Chris Leake Qualifies for U.S. Public Links National Championship
July 06, 2004 | Men's Golf
July 6, 2004
By JACK CARLE, Sentinel Sports Editor - In golf there's a time to gamble and a time to be conservative.
After a strong opening-round 67 during the recent U.S. Public Links qualifier at Stone Ridge Golf Club, Chris Leake turned conservative for the second 18 holes with his four-stroke lead.
The strategy paid off and Leake is now getting ready for the U.S. Public Links national championship at Rush Creek Golf Club in Maple Grove, Minn., July 12-17.
"I was a whole lot more conservative in the afternoon. (I was) not going at any pin, just going to the middle of the green, taking my two-putt and walking off," Leake said.
Leake, who will be a junior on the Bowling Green Falcon golf team this fall, finished with a 73 for a 4-under-par 140 total to earn one of two qualifying spots from Stone Ridge to the national event.
"It was just a typical morning out there, not too windy," Leake said about Stone Ridge, which is the Falcons' home course. "When I shot my 67, I thought some people would be a little closer than 71."
His putting put Leake in position to shot his 67. He needed only seven putts for the first seven holes and 22 for the entire round.
"There have been days where it just seems everything is the right distance. You don't have to worry about the speed and they all just fall in the middle," Leake said. "It doesn't happen all that often."
Now Leake has his sights set on winning the national event.
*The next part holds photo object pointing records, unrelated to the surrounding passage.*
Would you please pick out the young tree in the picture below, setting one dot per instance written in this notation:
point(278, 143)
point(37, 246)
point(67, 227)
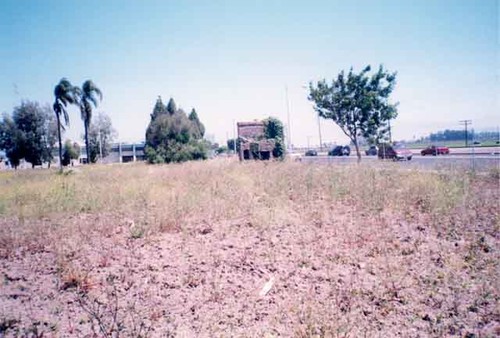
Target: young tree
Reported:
point(71, 152)
point(101, 135)
point(357, 103)
point(273, 129)
point(65, 93)
point(159, 109)
point(89, 96)
point(198, 127)
point(171, 107)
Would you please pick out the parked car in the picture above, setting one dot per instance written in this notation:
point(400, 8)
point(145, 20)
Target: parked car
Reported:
point(372, 151)
point(435, 150)
point(311, 152)
point(340, 151)
point(394, 152)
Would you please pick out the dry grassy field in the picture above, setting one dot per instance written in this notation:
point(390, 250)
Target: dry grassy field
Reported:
point(219, 249)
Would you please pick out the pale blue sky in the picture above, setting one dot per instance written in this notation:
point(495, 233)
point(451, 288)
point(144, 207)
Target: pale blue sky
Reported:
point(232, 60)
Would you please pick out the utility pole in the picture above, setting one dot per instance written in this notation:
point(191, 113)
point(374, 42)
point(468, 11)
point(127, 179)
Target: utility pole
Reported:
point(100, 146)
point(288, 120)
point(319, 130)
point(390, 133)
point(465, 123)
point(234, 135)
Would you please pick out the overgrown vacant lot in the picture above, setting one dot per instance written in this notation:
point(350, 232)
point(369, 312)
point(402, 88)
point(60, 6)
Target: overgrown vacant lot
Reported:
point(186, 250)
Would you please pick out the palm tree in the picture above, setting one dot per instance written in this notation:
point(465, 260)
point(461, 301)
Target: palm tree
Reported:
point(65, 93)
point(89, 94)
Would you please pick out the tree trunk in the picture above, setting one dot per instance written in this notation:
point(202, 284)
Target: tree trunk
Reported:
point(60, 142)
point(87, 150)
point(358, 153)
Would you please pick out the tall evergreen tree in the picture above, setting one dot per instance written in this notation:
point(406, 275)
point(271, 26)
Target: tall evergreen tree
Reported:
point(199, 128)
point(173, 137)
point(171, 106)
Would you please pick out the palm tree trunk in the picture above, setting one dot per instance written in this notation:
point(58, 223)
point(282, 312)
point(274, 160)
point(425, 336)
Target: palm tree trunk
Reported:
point(60, 142)
point(356, 145)
point(87, 142)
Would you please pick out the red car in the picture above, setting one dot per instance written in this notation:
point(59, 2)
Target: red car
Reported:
point(395, 152)
point(434, 150)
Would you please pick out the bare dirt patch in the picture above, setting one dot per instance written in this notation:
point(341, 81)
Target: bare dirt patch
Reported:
point(340, 254)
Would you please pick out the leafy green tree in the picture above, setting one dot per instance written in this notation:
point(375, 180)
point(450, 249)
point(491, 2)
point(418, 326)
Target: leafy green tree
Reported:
point(90, 95)
point(11, 141)
point(101, 135)
point(33, 121)
point(273, 129)
point(29, 134)
point(198, 127)
point(173, 137)
point(71, 152)
point(65, 93)
point(357, 103)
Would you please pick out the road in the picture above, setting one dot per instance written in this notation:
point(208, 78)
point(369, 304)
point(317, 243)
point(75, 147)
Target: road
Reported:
point(481, 162)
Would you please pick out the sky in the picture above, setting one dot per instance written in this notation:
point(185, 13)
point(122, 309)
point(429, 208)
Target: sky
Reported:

The field of 156 golfers have two days of stroke play and then the cut is made to the low 64 scores for six rounds of match play.
"He's got a great opportunity," said BG men's golf coach Garry Winger.
Leake will be able to play two practice rounds at Rush Creek before the event starts.
"You always expect when you're at our level to go out and win everything you play in," Leake said. "You have to have in your mind that you are better than all these people and none of them is going to beat me."
He's concentrating on his short game in preparation for the Public Links championship.
"You have to keep practicing when something comes up like this, but you don't want to practice too much," Leake said. "I hit it far enough ... I just have to be chipping and putting well.
"It's just a matter of, if you're playing well and your timing is good on certain days."
Leake works on his short game at the practice green, playing only five or six holes nightly at Stone Ridge.
"What we work really hard on is wedges," Winger said. "With this game that they're playing now and as far as young guys hit it, basically if you can drive it, wedge it and putt it, you can play this game.
"You hit a lot of wedges in a round of golf from different yardages," Winger added. "The biggest thing is to have good distance control with your wedges."
Leake said he started playing golf when he was 3- or 4-years-old with his father Don, who will be his caddie in Minnesota. In the eighth grade Leake qualified for Junior World Championship.
He played two years of high school golf in Ohio and in 1999 was sixth overall in the Division II state tournament to help Kettering Archbishop Alter win the state championship. He then spent two years at the International Junior Golf Academy in Hilton Head, S.C. He finished fifth in South Carolina state championship in 2001-02.
Several factors, including the personality of Winger, the facilities at Stone Ridge and the Perry Field House, the opportunity to play for an up-and-coming program and additional funding for travel, convinced Leake to come to Bowling Green.
He played 27 rounds for the Falcons as a freshman and had the third-best average on the team with a 75.89 average. As a sophomore, he played 14 rounds, averaging 74.43.
"He does everything pretty well. Nothing goes really terribly wrong with his game," Winger said about Leake. "Consistency is his strong suit."